Es kommt vor, dass Lightning Talks spontan eingeschoben werden, wie dieses Jahr zum kontrovers diskutierten Perl 6. Die weiteren Vortragsthemen waren XML, automatische Chartgenerierung, Wikis mit Wiki::Toolkit, Programmgeschwindigkeit testen und optimieren, Bot-KI für NetHack (ein textbasiertes Fantasy Spiel), IPv6 und die Kunst, gute Dokumentation zu schreiben.

Da sich während der Vorträge nie bemerkbar viele Teilnehmer im Flur aufhielten, entsprachen sie offenbar dem Geschmack des Publikums. Das rhetorische Niveau war wechselhaft, auch war nicht jeder Vortragende zum Alleinunterhalter geboren, aber das Inhaltliche war fast immer ansprechend.
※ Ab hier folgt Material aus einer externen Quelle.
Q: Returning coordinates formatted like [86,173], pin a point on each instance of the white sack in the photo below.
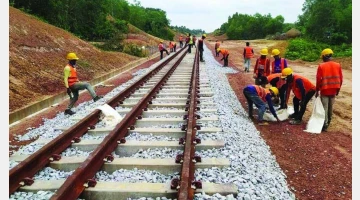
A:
[111,116]
[317,118]
[282,114]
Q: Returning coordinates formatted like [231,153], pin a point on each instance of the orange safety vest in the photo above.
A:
[262,92]
[261,67]
[307,86]
[72,79]
[330,75]
[161,47]
[217,45]
[224,52]
[282,65]
[248,52]
[281,81]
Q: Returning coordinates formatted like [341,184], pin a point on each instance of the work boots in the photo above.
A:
[97,98]
[69,112]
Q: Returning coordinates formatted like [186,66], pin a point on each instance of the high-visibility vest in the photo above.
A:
[248,52]
[72,79]
[277,69]
[262,92]
[307,86]
[161,47]
[330,75]
[217,45]
[280,82]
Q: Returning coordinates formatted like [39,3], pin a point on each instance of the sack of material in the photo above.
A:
[110,116]
[317,118]
[282,114]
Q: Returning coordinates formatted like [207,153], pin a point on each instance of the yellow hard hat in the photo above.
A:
[72,56]
[264,52]
[286,72]
[326,52]
[275,90]
[275,52]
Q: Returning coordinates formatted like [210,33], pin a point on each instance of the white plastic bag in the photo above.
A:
[110,116]
[317,118]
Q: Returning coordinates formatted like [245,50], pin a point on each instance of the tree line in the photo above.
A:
[326,21]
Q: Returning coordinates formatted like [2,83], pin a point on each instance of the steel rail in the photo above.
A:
[22,173]
[186,190]
[83,176]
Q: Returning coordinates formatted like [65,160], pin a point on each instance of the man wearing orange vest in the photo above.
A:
[257,95]
[225,54]
[162,49]
[73,85]
[217,45]
[278,64]
[275,80]
[248,54]
[181,41]
[262,67]
[329,80]
[303,90]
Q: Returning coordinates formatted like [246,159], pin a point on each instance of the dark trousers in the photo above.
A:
[253,98]
[296,102]
[161,52]
[226,60]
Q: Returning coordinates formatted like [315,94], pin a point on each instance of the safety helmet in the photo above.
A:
[275,52]
[72,56]
[326,52]
[275,90]
[264,52]
[286,72]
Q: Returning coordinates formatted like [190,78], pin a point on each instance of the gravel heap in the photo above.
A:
[253,168]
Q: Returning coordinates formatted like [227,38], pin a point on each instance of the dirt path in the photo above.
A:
[317,166]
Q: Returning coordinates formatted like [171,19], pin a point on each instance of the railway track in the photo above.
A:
[166,101]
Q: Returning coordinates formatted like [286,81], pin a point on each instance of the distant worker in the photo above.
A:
[279,63]
[248,54]
[73,85]
[303,90]
[262,67]
[201,47]
[225,54]
[181,41]
[217,45]
[190,43]
[162,49]
[259,96]
[275,80]
[329,80]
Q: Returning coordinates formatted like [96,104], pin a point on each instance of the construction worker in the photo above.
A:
[217,45]
[189,42]
[262,67]
[275,80]
[303,90]
[225,54]
[73,85]
[259,96]
[201,47]
[278,64]
[162,49]
[248,54]
[329,80]
[181,41]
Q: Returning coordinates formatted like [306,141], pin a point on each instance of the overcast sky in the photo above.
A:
[208,15]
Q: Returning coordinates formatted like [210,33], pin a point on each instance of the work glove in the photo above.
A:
[69,92]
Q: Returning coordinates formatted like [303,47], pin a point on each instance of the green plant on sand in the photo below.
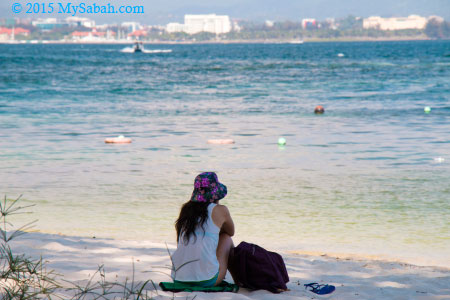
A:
[24,278]
[21,277]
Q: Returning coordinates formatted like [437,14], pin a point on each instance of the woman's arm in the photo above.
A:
[221,216]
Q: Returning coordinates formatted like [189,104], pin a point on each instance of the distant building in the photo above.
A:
[202,23]
[309,23]
[131,26]
[137,35]
[10,33]
[269,23]
[49,24]
[92,36]
[411,22]
[80,22]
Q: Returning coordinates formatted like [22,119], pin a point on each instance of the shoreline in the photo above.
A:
[224,42]
[343,256]
[78,259]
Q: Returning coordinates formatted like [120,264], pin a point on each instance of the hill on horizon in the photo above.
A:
[164,11]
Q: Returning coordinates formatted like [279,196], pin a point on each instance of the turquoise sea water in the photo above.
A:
[370,176]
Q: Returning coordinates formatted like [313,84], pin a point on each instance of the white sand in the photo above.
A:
[78,258]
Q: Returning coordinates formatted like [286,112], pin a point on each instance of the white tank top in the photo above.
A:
[199,252]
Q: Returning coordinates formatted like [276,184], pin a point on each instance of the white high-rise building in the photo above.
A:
[202,23]
[411,22]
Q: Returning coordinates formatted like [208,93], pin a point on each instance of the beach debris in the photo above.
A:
[320,289]
[221,141]
[281,141]
[318,110]
[118,140]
Die Stimmung war entspannt, da viele Teilnehmer sich untereinander kannten. Perl-Neulinge sind jedoch immer willkommen. Angenehm waren dieses Mal die kurzen Wege und die beschauliche Kulisse, eine schöne Abwechslung zu den langen Campusfluren aus Beton mancher Vorjahre.

Ob der Perl-Workshop nächstes Jahr seine dreizehnte Runde bestreitet, ist noch nicht entschieden. Da sich Frankfurt für die YAPC::EU 2011 bewarb, könnte es zu Überschneidungen kommen. Falls ja, wäre Hamburg einer der wahrscheinlichen Austragungsorte, auch wenn eine offizielle Bewerbung noch nicht eingereicht wurde.

Herbert Breunung
schreibt regelmäßig Artikel über Applikationsentwicklung in Perl und Perl 6 und spricht auf Konferenzen im In- und Ausland. Er führt seit Jahren ein freies Softwareprojekt und ist am Aufbau der Perl-6-Dokumentation beteiligt.